Guide: how to work with oscillators and indicators
Simple explanations for beginners: how indicators and oscillators differ, how they work, which settings to use, and how to apply them in trading binary options and on Pocket Option.
If you already know how to read candles and draw levels, the next logical step is to master indicators and oscillators. These tools help you:
understand where the market is overbought or oversold;
see potential reversal moments;
assess the direction and strength of price movement.
Let’s break everything down step by step in simple language.
Indicators are tools that are plotted directly on the chart, on top of the candles.
They help you:
see current and potential support and resistance levels;
assess the strength and direction of the trend;
track breakouts, corrections, and range expansions.
📘 Example: Fractal Chaos Bands (in the screenshot below) or Bollinger Bands — they help you see the corridor in which price is moving, and moments when it breaks beyond its usual boundaries during strong impulses.
Oscillators are located below the chart and show how far price has deviated from a “normal” state. Most often they move within a fixed range (for example, from 0 to 100) and help determine:
📈 overbought zone — when there have been too many buys and growth may slow down or turn into a decline;
📉 oversold zone — when there have been too many sells and a reversal upward is possible.

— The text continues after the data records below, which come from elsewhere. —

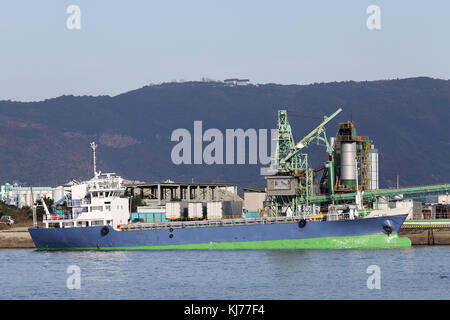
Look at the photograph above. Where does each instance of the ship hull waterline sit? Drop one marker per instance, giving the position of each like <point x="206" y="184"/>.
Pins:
<point x="367" y="233"/>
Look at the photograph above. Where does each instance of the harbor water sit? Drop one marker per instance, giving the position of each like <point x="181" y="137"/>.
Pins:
<point x="411" y="273"/>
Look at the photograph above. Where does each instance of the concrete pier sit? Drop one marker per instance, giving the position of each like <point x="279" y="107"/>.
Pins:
<point x="16" y="238"/>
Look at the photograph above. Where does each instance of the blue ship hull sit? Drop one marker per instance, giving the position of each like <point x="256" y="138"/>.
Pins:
<point x="359" y="233"/>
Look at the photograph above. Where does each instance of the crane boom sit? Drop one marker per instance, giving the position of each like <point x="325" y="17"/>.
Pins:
<point x="314" y="134"/>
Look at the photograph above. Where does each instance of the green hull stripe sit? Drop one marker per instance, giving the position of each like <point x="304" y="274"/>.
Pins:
<point x="363" y="242"/>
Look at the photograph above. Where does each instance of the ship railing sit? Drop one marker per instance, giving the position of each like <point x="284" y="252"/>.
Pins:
<point x="209" y="223"/>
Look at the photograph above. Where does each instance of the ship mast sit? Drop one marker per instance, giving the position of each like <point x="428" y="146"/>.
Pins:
<point x="94" y="148"/>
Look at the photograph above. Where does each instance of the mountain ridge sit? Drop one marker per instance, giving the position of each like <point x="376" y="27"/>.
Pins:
<point x="47" y="142"/>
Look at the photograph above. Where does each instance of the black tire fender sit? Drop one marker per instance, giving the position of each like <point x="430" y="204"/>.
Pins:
<point x="302" y="223"/>
<point x="105" y="231"/>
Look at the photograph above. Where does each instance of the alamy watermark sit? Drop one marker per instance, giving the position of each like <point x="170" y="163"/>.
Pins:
<point x="228" y="148"/>
<point x="73" y="22"/>
<point x="373" y="22"/>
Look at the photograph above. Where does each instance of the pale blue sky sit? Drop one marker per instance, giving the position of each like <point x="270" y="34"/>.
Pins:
<point x="124" y="45"/>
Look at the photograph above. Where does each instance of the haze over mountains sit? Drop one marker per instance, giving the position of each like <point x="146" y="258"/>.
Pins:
<point x="46" y="143"/>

Below is a quick cheat sheet on indicators and oscillators that are often used both on classic platforms and in binary options trading and on Pocket Option.
Name
Type
What it shows
DeMarker
Oscillator
Overbought and oversold zones
Parabolic SAR
Indicator
Potential start of a new move (dots above/below the chart)
SuperTrend
Indicator
Trend change (the line changes color and side, acts as support and resistance)
The “timeframe → trade duration” link is especially important in binary options:
you analyze the M1 chart → trades for 1–3 minutes;
you analyze M5 → trades for 5–15 minutes;
you analyze M30 → you can look for trades for 1–15 minutes.

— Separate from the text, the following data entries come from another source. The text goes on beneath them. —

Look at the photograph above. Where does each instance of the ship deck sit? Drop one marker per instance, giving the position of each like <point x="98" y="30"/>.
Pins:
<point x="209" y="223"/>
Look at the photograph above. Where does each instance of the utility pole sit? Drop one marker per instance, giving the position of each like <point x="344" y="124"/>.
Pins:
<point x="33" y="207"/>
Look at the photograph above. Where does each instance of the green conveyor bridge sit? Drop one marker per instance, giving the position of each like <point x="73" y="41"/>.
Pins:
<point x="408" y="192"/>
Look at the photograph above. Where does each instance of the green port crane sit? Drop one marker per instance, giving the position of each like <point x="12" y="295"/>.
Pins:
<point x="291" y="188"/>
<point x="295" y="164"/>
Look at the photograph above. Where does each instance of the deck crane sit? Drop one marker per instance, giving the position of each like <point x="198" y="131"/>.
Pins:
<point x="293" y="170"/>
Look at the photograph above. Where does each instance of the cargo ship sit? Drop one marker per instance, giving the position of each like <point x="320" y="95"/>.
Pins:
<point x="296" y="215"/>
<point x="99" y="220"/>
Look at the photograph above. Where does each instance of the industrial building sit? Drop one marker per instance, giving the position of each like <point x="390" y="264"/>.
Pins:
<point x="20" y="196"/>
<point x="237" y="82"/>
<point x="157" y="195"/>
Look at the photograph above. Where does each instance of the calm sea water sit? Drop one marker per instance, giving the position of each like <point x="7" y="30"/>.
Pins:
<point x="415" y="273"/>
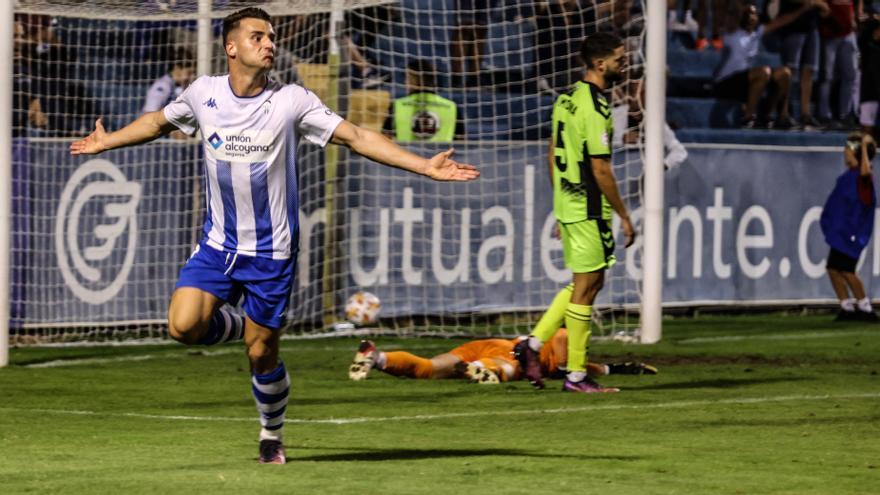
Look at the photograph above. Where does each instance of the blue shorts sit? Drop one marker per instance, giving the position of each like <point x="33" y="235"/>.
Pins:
<point x="263" y="285"/>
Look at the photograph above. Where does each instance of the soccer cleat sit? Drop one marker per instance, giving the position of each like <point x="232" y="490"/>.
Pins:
<point x="529" y="363"/>
<point x="631" y="368"/>
<point x="866" y="316"/>
<point x="844" y="315"/>
<point x="363" y="362"/>
<point x="481" y="375"/>
<point x="272" y="452"/>
<point x="586" y="386"/>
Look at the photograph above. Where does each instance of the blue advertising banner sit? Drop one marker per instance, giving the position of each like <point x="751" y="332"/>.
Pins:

The higher the timeframe, the:
more smooth the moves;
less random noise;
calmer the trading.
Trades shorter than 1 minute often turn from analysis into gambling and randomness, increase internal rush and fuss, and make you lose self-control and break discipline.
Adjust parameters to your trading style and to the specific market.
Always combine indicators with:
Japanese candles,
support and resistance levels,
the overall movement context.
✅ Conclusion
Indicators and oscillators are trader’s helpers, not magic predictors. They give hints about the state of the market, but you are the one making the decision.